Victim's Rights

VICTIM'S RIGHTS

The Constitution of the State of Florida:  Article 1, S.16(b)

"Victims of crime or their lawful representatives, including the next of kin of homicide victims, are entitled to the right to be informed, to be present, and to be heard when relevant, at all crucial stages of criminal proceedings, to the extent that these rights do not interfere with the Constitutional rights of the accused."

VICTIMS ARE ENTITLED TO:

1.     Information concerning services available to victims of adult and juvenile crime, such as Crimes compensation and victim treatment programs in the community.

2.     Information regarding the specifics stages of the criminal and juvenile justice systems and what your role in each stage will be.

3.     Information concerning protection available to victims/witnesses against intimidation and/or harassment. Contact your local law enforcement agency and/or the State Attorney's Office.

4.     Request restitution. You have enforcement rights under Florida Statutes 775.089(5) and 39.022.

5.     Notification in advance, if possible, of:

1.     Arrest of the accused.

2.     Release of the accused.

3.     Proceedings of the case including arraignment, pretrial conference, plea, trial, or adjudicatory hearing, sentencing, disposition, violation of probation and/or violation of community control.

6.     The right to be present, and to be heard when relevant, at all crucial stages of criminal proceedings, to the extent that these rights do not interfere with the Constitutional rights of the accused. This includes survivors of homicide victims.

7.     The presence of a victim advocate at any deposition of the victim, at the victim's request.

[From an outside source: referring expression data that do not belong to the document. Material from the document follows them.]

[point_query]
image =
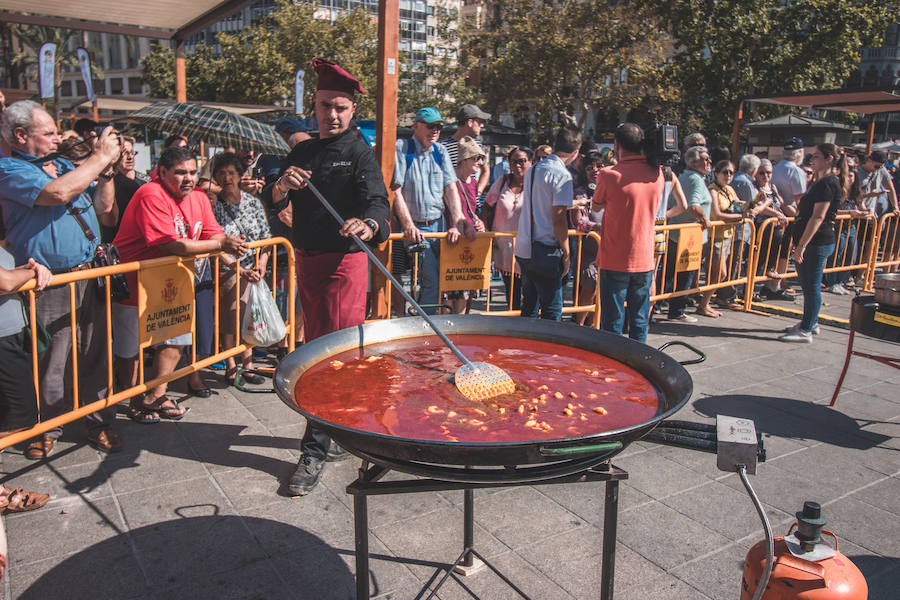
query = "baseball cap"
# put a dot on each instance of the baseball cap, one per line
(878, 156)
(429, 114)
(470, 111)
(468, 148)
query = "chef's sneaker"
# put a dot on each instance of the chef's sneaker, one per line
(307, 475)
(799, 336)
(795, 328)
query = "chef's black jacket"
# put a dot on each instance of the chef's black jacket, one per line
(345, 171)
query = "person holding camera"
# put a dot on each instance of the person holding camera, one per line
(53, 212)
(629, 193)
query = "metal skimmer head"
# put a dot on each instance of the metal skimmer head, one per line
(483, 381)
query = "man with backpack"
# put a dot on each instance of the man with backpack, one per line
(424, 185)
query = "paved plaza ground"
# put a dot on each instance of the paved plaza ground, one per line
(191, 510)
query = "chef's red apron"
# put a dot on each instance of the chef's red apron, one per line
(332, 288)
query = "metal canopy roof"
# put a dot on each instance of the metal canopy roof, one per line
(163, 19)
(865, 100)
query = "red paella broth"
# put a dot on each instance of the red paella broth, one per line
(404, 388)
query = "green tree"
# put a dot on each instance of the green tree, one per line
(726, 49)
(557, 56)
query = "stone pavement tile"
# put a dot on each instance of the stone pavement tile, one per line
(486, 584)
(29, 534)
(173, 500)
(536, 516)
(129, 472)
(288, 524)
(326, 572)
(573, 561)
(434, 539)
(247, 452)
(657, 476)
(731, 512)
(253, 486)
(719, 573)
(104, 570)
(188, 551)
(87, 480)
(256, 581)
(274, 413)
(665, 536)
(884, 495)
(812, 463)
(863, 524)
(785, 490)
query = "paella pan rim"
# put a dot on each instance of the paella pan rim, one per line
(670, 380)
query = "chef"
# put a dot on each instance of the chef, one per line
(332, 272)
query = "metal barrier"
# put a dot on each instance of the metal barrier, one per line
(724, 262)
(113, 397)
(593, 307)
(773, 250)
(885, 252)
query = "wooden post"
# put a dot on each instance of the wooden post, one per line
(736, 132)
(180, 73)
(870, 137)
(386, 123)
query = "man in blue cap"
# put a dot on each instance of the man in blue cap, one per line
(424, 185)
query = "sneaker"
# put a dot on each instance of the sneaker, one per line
(684, 318)
(795, 328)
(307, 475)
(336, 453)
(799, 336)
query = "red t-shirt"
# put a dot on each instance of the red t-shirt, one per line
(630, 192)
(154, 217)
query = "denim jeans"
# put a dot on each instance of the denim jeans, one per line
(810, 274)
(540, 294)
(429, 264)
(616, 288)
(846, 255)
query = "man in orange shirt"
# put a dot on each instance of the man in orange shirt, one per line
(630, 192)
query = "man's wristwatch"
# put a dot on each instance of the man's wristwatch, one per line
(373, 225)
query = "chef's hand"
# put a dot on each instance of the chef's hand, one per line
(41, 273)
(412, 234)
(293, 178)
(356, 227)
(235, 244)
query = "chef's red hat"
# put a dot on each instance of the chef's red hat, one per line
(333, 77)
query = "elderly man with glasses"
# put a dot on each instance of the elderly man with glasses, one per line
(424, 184)
(693, 183)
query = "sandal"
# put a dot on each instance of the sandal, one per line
(19, 500)
(171, 413)
(142, 414)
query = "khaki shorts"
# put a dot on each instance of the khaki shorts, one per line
(125, 332)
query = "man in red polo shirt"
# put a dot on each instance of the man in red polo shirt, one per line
(166, 217)
(630, 192)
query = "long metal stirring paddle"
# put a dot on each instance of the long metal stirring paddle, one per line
(475, 380)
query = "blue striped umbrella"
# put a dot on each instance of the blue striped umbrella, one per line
(212, 125)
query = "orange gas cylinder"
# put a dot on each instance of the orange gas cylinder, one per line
(806, 568)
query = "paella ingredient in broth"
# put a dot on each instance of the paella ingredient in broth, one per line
(404, 388)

8.     Assistance with property return, employer or school notification, explanation to creditors of serious financial strain as a result of victimization and transportation to court hearings. A victim or victim's next of kin may not be excluded from any portion of any hearing, trial, or proceeding pertinent to the offense based solely on the fact that such a person is subpoenaed to testify unless, upon motion, the court determines such person's presence to be prejudicial.